1. A toy barrow comprises a vehicle body, wherein the lower part of the vehicle body is provided with travelling wheels, and the travelling wheels are provided with transversely extending rotating shafts; the automobile body top is equipped with pushing hands, its characterized in that: a plurality of rolling balls made of plastic materials are matched; a main chamber is formed at the lower part of the vehicle body, a rotary impeller is arranged in the main chamber, the rotary impeller is provided with a plurality of blades, and the rotary impeller and the travelling wheel share the same rotating shaft to synchronously rotate; the front lower part of the main chamber is provided with a ball inlet which is positioned at the front lower part of the rotary impeller; a ball guide cavity channel is also communicated above the main cavity of the vehicle body, and a ball outlet is arranged at the upper part of the ball guide cavity channel; the lower end of the ball guide cavity is positioned above the rear part of the rotary impeller, and a first guide roller is arranged at the front side of the lower end of the ball guide cavity; the central axis of the first guide roller is parallel to the central axis of the travelling wheel rotating shaft, and the distance between the first guide roller and the rear wall of the lower end of the ball guiding cavity is slightly smaller than the diameter of the ball so as to form a bayonet capable of preventing the ball in the ball guiding cavity from falling into the main cavity downwards.

2. The toy cart of claim 1, wherein: the distance between the first guide roller and the rotating shaft of the travelling wheel is smaller than 0.85 times of the diameter of the rolling ball.

3. The toy cart of claim 1, wherein: the distance between the first guide roller and the rear wall at the lower end of the ball guide cavity is equivalent to 0.90-0.97 times of the diameter of the ball.

4. The toy cart of claim 1, wherein: the blade of the rotary impeller comprises a near-center section close to the rotating shaft and a far-center section far away from the rotating shaft, wherein the near-center section is made of a rigid material, the far-center section is made of an elastic plastic material, the distance between the tail end of the near-center section and the central axis of the rotary impeller is smaller than the distance between the first guide roller and the central axis of the rotary impeller, and the distance between the tail end of the far-center section and the central axis of the rotary impeller is larger than the distance between the first guide roller and the central axis of the rotary impeller.

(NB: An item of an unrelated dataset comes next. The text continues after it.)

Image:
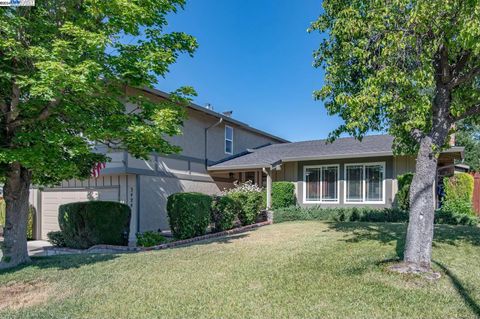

5. A toy dolly according to any one of claims 1 to 4 wherein: the front side of the lower end of the ball guide cavity is also provided with a second guide roller, the second guide roller is positioned above the first guide roller, the second guide roller is parallel to the first guide roller, and the distance between the second guide roller and the rear wall of the lower end of the ball guide cavity is slightly smaller than the diameter of the ball.

6. A toy dolly according to any one of claims 1 to 4 wherein: the ball outlet at the upper part of the ball guiding cavity is towards the front.

7. The toy cart of claim 6, wherein: an arc turning section of the ball guiding cavity is arranged between the lower section of the ball guiding cavity and the ball outlet.